Dartmouth's basketball team has won only one game out of their last 20, but there could be trouble ahead when Harvard plays at Hanover tonight.

On the basis of comparative scores, the Indians should be 34-points favorites over the Crimson. Last Friday Dartmouth forced Cornell into overtime before losing 95 to 91; the next day, Cornell clobbered Harvard by 33 points.

These scores are misleading, of course--Harvard has a better team than Dartmouth--but they do indicate that the Indians are not the patsies of the Ivy League this season, as they were last year.

The Crimson had better not be lulled into complacency by the Green's won-lost record either. Dartmouth lost its last 12 games last year, opened its season with a 73-65 win over Vermont, and now has lost seven straight. But look at their schedule: the Indians played Boston College in December, and on a junket through the Midwest over the holidays lost to Ohio State, Dayton, and Kentucky. That sort of a schedule would scare Princeton.

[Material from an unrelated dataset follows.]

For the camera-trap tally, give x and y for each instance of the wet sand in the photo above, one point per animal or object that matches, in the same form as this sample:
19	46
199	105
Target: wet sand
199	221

Dartmouth Coach "Doggie" Julian has started all sophomores in most of the games this year, and so the quintet can be expected to get better and better as they gain experience. These sophomores give Dartmouth a well-balanced team, and the tallest starting five in the Ivy League. Forwards Gunnar Malm (6-7) and Pete Dunlop (6-5) are both averaging 11 points per game. Center Jack Lockhart, who stands 6-7, is averaging 13.8 points and 10 rebounds a game. The guards are 6-1 Bill Engster and 6-3 Lyndon Waugh. Not many teams in the League can afford the luxury of having a 6-3 man play in the backcourt.

Coach Floyd Wilson will start Keith Sedlacek, Barry Williams, Merie McClung, Leo Scully, and Gene Dressler as usual. Harvard should win if they shake off the effects of Saturday's catastrophic loss to Cornell, and if McClung and Williams rebound effectively against the Dartmouth giants. But the blissful days are gone when the Dartmouth game was no more taxing than an inter-squad scrimmage.